There have been reports of a toxic workplace and male executives treating models like their personal toys. And in 2019, it emerged that convicted financier and sex offender Jeffrey Epstein was a longtime friend of L Brands president Leslie Wexner. For years, Mr. Epstein managed Mr. Wexner’s billions and introduced himself as a Victoria’s Secret model scout in order to lure women into hotel rooms. According to women and court records, at least two of these “hearings” ended in assault.
Meanwhile, competitors emerged from all sides, perhaps none as fierce as Rihanna’s Savage x Fenty brand, which debuted in 2018 and proudly showcased the body types Victoria’s Secret had judged apart. of its margins. While VS ignored tall women and threw Angels that were always thin and almost always white, Savage x Fenty offered size 3X panties and 44DDD bras. In the inaugural Savage x Fenty runway show in 2018, model Slick Woods, who was pregnant at the time, paraded in heels and lingerie, then gave birth later that evening.
Shaken by scandals and castigated by critics, Victoria’s Secret announced this week that its angels will be replaced by a group of seven accomplished women called “The VS Collective,” including football star Megan Rapinoe, skier Eileen Gu, the actress Priyanka Chopra Jonas and Paloma Elsesser, a biracial model and advocate for inclusiveness who wears a size 14 (and has been on the Savage x Fenty runways).

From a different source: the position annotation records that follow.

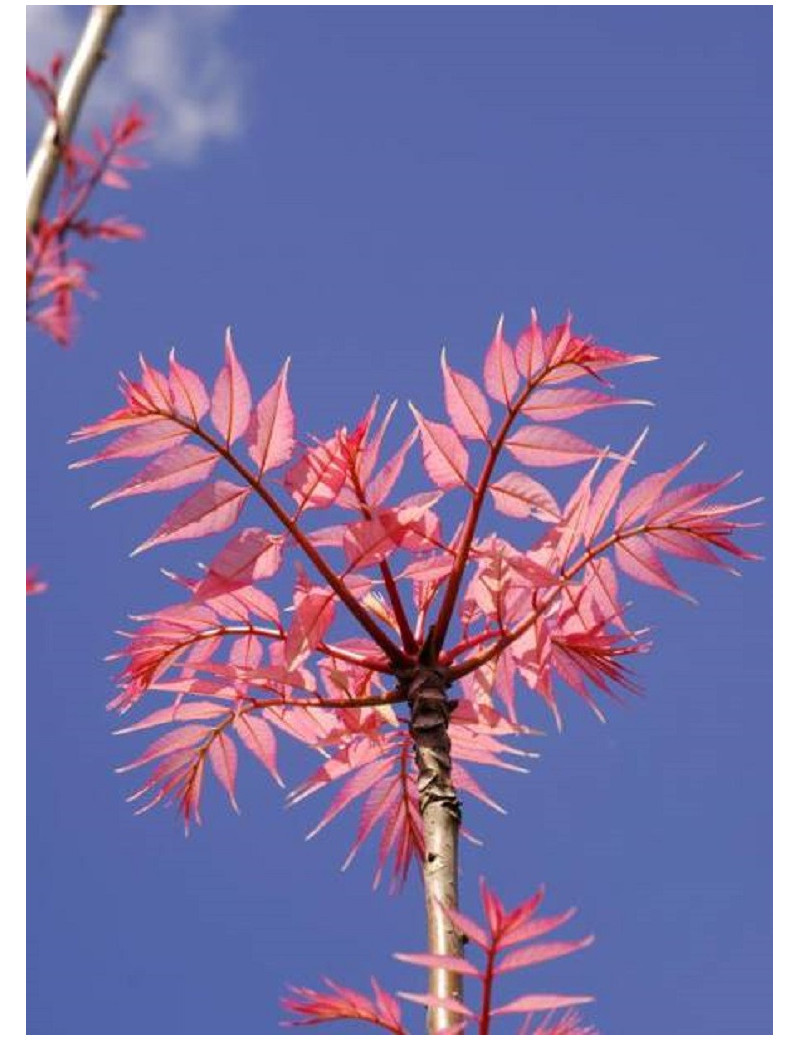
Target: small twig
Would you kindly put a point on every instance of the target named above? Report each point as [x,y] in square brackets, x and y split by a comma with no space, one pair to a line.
[44,162]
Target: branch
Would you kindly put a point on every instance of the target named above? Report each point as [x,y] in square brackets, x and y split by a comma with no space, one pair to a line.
[44,162]
[393,652]
[459,671]
[479,497]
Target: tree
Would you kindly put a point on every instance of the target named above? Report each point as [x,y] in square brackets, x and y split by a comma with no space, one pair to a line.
[430,606]
[492,574]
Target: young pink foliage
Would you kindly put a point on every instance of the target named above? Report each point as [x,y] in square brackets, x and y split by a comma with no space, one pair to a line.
[500,375]
[501,931]
[271,433]
[174,468]
[231,400]
[466,406]
[33,583]
[445,459]
[52,275]
[544,615]
[252,554]
[212,509]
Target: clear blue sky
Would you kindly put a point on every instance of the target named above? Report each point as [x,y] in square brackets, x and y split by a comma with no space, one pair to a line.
[403,176]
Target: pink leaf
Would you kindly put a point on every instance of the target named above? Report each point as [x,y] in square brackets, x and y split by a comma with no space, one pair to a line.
[541,1002]
[174,468]
[222,751]
[445,459]
[231,399]
[144,440]
[519,495]
[271,433]
[643,495]
[431,1001]
[212,509]
[313,617]
[189,395]
[113,180]
[177,712]
[251,555]
[549,446]
[466,406]
[541,952]
[259,739]
[530,351]
[183,738]
[317,477]
[638,559]
[551,406]
[500,373]
[380,487]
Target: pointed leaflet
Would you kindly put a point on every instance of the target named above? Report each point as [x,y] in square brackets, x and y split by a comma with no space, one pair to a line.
[549,446]
[530,349]
[251,555]
[313,616]
[317,477]
[385,478]
[551,406]
[144,440]
[212,509]
[188,392]
[259,739]
[519,495]
[271,432]
[541,1002]
[466,406]
[222,751]
[444,457]
[174,468]
[231,399]
[643,495]
[604,497]
[316,1007]
[500,375]
[638,559]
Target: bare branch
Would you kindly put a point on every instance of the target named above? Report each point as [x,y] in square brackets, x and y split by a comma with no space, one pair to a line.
[44,162]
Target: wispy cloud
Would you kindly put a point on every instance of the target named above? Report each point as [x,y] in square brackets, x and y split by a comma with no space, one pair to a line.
[173,60]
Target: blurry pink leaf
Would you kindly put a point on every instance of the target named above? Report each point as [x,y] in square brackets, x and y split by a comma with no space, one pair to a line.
[313,616]
[259,739]
[519,495]
[222,751]
[251,555]
[548,446]
[188,392]
[551,406]
[500,375]
[209,511]
[444,457]
[231,399]
[466,406]
[271,432]
[174,468]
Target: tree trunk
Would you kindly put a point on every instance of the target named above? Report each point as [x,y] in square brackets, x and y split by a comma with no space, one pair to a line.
[44,162]
[441,817]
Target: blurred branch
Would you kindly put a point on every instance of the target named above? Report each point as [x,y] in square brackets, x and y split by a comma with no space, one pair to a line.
[88,54]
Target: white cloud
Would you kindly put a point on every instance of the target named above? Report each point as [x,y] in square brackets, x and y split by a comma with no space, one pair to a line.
[173,60]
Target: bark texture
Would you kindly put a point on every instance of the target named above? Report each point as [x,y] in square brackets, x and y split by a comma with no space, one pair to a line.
[44,162]
[441,819]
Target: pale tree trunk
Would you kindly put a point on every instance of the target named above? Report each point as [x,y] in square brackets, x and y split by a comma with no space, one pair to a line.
[85,60]
[441,819]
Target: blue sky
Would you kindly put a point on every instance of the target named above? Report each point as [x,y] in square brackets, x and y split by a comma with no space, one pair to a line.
[381,182]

“When the world changed, we were too slow to respond,” said Martin Waters, the former head of international affairs at Victoria’s Secret, who became its chief executive in February.
The late about-face is cynical and calculated – a gesture that stinks of despair. It is also important.
As tempting as it may be to want to burn everything down, Victoria and her secrets are likely to endure. It may be a declining brand, but it is still one of the biggest players in the game. In the United States, Victoria’s Secret had a 19% share of the women’s underwear market as of December 2020, according to WWD. This is a significant drop from its peak in 2015, when the company had a 32% market share. It’s also up from its 16% market share in spring 2020, an improvement WWD has hailed as a sign of a comeback. Either way, with over $ 5 billion in annual sales and 32,000 people employed in a global retail network of approximately 1,400 stores, Victoria’s Secret still surpasses $ 150 million in annual revenue. Savage x Fenty.
Yes, there are many truly inclusive lingerie brands out there, some of which have been from the start. But these businesses are not necessarily in your local mall. Their ads don’t run during the Super Bowl. Their billboards aren’t on your face – or your daughter’s face.
The VS collective is way too small, and it’s coming way too late. These are small steps, especially when you compare Victoria’s Secret to other clothing brands that have made much bigger strides forward, like Athleta’s presentation of older models with white hair and Universal’s size range. Standard up to 4XL.
But representation still matters. Seeing yourself – and above all seeing yourself as beautiful and desirable – is important. If Victoria’s Secret new additions mean even a girl feels a little more worthy, then these are steps in the right direction.